Important news about HackSpace

We have some important news to share about HackSpace: Issue 81 was the last issue of HackSpace as a standalone magazine, and HackSpace has become part of The MagPi, the official Raspberry Pi magazine. Starting with issue 145, We’ll be adding pages to The MagPi to make room for the stories and tutorials you’ve come to expect from HackSpace.

Hardware Hacking

By Bunnie Huang. Posted

Hardware hacking can seem unapproachable, but the good news is that its core framework – namely physics – has been stable since the beginning of the universe. This is unlike software, where it’s a constant struggle to keep up with the deluge of new platforms, languages, and trends.

 One of the best ways to learn about hardware is to just start opening stuff up and looking inside. I started a monthly ‘name that ware’ competition on my blog [bunniestudios. com] about twelve years ago to encourage this kind of thinking, and now you have iFixit [ifixit.com] and eevblog [eevblog.com] doing amazing teardowns all the time. The purpose of taking things apart isn’t to understand everything. Rather, it’s to start populating your brain with patterns and memes. There’s a certain shape and size to everything, and there are common themes.

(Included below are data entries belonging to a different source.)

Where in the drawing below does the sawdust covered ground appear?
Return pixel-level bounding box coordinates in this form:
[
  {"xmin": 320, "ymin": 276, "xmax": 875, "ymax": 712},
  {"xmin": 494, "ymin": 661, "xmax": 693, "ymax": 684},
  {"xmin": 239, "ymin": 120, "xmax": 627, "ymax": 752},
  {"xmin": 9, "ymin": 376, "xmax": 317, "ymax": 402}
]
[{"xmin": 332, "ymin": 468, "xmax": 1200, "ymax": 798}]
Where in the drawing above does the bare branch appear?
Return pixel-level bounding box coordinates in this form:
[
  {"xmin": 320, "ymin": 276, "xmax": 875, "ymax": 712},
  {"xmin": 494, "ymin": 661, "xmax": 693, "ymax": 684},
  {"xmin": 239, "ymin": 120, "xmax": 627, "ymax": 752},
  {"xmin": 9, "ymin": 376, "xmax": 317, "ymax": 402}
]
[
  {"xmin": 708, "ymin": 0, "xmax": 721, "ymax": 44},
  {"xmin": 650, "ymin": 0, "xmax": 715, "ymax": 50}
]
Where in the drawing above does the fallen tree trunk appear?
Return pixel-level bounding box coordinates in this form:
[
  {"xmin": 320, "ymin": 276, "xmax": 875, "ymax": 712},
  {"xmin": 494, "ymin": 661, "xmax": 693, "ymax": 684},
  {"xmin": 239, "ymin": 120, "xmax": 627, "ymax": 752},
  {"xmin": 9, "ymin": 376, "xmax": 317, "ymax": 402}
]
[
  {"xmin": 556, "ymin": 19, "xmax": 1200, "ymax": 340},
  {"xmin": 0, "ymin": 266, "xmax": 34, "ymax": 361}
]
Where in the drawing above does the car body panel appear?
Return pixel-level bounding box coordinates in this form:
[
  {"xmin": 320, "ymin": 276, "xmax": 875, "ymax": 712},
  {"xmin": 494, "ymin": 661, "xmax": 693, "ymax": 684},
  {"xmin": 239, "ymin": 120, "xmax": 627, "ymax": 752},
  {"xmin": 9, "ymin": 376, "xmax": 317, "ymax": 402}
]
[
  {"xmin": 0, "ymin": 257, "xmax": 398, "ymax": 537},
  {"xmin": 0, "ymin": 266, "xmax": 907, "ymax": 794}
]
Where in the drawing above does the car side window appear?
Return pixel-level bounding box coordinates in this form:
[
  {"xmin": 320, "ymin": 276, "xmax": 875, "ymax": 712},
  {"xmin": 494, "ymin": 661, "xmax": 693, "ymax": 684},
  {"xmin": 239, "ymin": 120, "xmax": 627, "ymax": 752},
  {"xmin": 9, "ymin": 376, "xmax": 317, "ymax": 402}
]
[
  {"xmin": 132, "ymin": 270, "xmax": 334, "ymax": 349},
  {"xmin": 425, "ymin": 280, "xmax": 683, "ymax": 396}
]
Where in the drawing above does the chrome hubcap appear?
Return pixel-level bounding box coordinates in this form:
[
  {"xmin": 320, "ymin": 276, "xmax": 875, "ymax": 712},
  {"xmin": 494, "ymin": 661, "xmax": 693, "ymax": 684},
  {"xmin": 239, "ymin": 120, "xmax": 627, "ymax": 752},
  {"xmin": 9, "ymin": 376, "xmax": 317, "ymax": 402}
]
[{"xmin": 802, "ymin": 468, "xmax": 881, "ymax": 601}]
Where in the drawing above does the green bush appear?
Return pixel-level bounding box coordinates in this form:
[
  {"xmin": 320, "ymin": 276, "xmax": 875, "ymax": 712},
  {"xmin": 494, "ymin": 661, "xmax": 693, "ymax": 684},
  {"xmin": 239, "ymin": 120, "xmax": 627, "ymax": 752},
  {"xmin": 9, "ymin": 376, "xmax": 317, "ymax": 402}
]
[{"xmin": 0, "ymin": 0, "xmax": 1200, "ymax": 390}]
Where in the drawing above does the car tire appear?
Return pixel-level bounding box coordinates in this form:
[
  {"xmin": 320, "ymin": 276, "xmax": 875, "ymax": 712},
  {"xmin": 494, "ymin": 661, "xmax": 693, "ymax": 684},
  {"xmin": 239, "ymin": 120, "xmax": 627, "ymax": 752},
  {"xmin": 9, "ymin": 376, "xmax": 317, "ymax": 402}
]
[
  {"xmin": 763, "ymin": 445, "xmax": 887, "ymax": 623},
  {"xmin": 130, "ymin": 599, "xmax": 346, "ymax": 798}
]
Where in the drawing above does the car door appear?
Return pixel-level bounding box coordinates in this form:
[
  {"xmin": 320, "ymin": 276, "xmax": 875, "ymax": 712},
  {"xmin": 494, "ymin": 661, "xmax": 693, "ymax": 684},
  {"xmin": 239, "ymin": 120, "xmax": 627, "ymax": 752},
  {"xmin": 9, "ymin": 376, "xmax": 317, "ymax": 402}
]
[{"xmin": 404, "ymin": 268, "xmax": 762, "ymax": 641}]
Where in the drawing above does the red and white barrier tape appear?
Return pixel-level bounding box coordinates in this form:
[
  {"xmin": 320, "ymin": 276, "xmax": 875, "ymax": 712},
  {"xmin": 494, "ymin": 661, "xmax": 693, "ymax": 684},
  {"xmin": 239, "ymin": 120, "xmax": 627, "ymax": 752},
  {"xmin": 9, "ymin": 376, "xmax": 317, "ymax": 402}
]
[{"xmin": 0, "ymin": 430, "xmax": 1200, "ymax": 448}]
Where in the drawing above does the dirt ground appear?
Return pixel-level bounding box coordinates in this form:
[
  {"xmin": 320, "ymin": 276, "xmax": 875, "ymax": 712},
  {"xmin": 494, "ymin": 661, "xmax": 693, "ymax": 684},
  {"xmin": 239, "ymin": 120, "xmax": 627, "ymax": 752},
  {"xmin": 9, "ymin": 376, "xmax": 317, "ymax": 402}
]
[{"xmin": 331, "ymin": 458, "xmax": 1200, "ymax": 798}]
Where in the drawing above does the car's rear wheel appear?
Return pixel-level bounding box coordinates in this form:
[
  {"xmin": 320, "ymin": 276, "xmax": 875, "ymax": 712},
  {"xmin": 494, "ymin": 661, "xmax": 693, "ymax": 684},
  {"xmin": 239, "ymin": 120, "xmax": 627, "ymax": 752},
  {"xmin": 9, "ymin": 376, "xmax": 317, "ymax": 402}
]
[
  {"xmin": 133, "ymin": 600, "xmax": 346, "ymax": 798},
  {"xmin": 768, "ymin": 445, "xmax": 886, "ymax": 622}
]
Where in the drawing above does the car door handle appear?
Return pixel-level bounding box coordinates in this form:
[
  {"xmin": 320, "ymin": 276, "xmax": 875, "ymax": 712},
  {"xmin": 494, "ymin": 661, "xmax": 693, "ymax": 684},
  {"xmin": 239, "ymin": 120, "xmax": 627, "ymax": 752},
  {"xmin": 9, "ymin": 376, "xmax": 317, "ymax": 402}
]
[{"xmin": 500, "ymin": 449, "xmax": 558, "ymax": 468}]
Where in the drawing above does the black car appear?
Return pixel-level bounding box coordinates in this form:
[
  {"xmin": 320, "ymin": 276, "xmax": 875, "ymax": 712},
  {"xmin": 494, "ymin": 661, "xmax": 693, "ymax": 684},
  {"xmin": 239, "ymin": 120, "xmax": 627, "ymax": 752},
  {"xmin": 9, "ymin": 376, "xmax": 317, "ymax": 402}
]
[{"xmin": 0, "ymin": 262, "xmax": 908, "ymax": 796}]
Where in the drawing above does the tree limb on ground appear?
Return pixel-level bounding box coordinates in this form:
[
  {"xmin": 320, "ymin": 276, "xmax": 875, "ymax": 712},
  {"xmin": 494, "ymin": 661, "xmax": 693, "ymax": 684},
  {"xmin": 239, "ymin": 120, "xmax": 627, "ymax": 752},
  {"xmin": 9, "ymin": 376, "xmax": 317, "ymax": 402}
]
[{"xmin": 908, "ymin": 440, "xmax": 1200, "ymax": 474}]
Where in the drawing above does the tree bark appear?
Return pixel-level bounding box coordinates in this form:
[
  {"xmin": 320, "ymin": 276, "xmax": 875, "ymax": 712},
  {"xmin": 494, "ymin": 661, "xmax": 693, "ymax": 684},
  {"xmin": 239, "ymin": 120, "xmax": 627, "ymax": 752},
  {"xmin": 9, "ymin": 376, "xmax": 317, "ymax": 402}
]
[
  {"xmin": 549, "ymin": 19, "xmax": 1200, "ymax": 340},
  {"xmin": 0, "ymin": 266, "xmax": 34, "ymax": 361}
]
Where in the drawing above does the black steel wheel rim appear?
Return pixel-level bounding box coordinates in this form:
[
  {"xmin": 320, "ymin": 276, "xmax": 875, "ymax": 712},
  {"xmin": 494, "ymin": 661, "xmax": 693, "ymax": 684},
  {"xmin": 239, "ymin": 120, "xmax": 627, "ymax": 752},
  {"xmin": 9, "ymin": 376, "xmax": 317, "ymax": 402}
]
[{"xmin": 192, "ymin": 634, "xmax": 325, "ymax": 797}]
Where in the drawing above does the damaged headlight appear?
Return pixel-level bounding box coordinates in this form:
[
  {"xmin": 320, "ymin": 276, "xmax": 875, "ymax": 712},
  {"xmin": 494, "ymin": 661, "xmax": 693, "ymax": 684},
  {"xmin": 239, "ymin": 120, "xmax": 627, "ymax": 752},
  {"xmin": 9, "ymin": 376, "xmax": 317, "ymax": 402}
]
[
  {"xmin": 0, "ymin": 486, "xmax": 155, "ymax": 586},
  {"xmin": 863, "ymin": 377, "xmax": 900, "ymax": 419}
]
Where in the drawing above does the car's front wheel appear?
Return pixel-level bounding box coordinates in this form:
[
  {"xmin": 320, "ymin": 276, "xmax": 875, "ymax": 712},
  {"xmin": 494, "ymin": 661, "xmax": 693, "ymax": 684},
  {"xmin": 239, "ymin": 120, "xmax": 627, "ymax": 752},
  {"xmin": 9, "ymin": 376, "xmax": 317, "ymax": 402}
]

And then you start making observations. Why, for example, is it that almost every circuit board is somewhere between the size of your palm and a sheet of paper? Turns out it has something to do with the speed of light. It also has something to do with the fact that it’s hard to make things absolutely perfect. And it also has to do with how quickly you can get heat out of objects. Pick any thread and pull, and you’ll find frameworks that go all the way down to quantum mechanics. The deeper you go, the more you’ll discover that everything is related to everything else in some way – it’s all choreographed by the laws of nature.

Now imagine you are presented with a piece of unknown electronics that you want to hack. It’s like looking at a chess match, in its final positions, and figuring out what went through the players’ minds. First, look for exceptions to common design patterns. It takes real effort to make new design patterns, so engineers only make exceptions, or create new ones, if they really have to. Then, look for debug and test facilities; economic realities inevitably demand their presence. Finally, feel out the cracks between abstraction layers. Look for assumptions that might not have been checked carefully. Standard interfaces can often be exploited to do new and interesting things.

This is where it helps to be a practising design engineer – when implementing standard interfaces, take note of where the specs are weak or have ambiguities. Drive wedges into these weak spots; often just the tiniest breach in the wall is all that’s needed to bring about the flood!